29. A cloning or expression vector comprising the nucleic acid of any one of claims 18 to 22.

30. The vector of claim 29, wherein said vector is capable of directing expression of the peptide encoded by said nucleic acid in a vector-containing cell.

31. A transformed or transfected cell that contains the nucleic acid any one of claims 18 to 22.

32. The cell of claim 31, wherein said cell consists of a Escherichia coli bacterium.

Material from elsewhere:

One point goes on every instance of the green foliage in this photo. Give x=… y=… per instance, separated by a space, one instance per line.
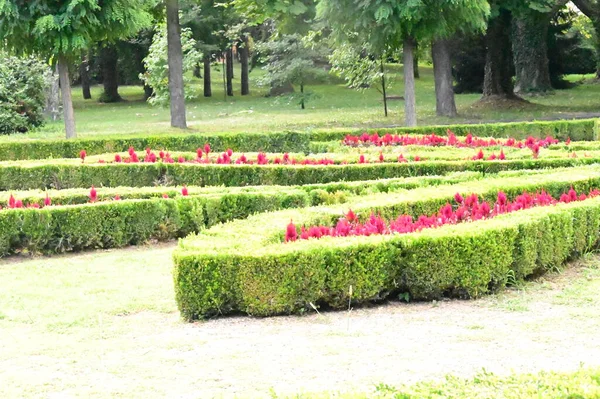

33. The cell of claim 31, wherein the Escherichia coli bacterium is selected from the group consisting of Escherichia coli bacteria filed at the CNCM under accession numbers I-2867 and I-2867 on May 14, 2002.

34. A nucleotide probe comprising a sequence of at least 15 sequential nucleotides of SEQ ID NO: 1 or 6, or of a sequence complementary to SEQ ID
NO: 1 or 6.

35. The probe of claim 30, wherein it consists of SEQ ID NO: 11 or 12.

36. A kit for identifying a pathogenic strain of E. coli, comprising the antibody of claim 27 or 28; or the probe according to claim 34 or 35; and at least one element selected from the group consisting of instructions for using said kit, reaction buffer(s), and enzyme(s).

37. A kit for identifying a pathogenic strain of E. coli, comprising means for assaying capabilities of said strain to metabolize 2-Deoxy-D-ribose.

38. The kit of claim 37, wherein said kit comprises a minimal culture medium with 2-Deoxy-D-ribose as a sole source of carbon.

39. A method for producing a polypeptide involved in E. coli metabolization of Deoxy-D-ribose, comprising:

- providing a cell transformed with a nucleic acid sequence encoding said polypeptide positioned for expression in said cell;

- culturing said transformed cell under conditions suitable for expressing said nucleic acid; and - producing said human polypeptide.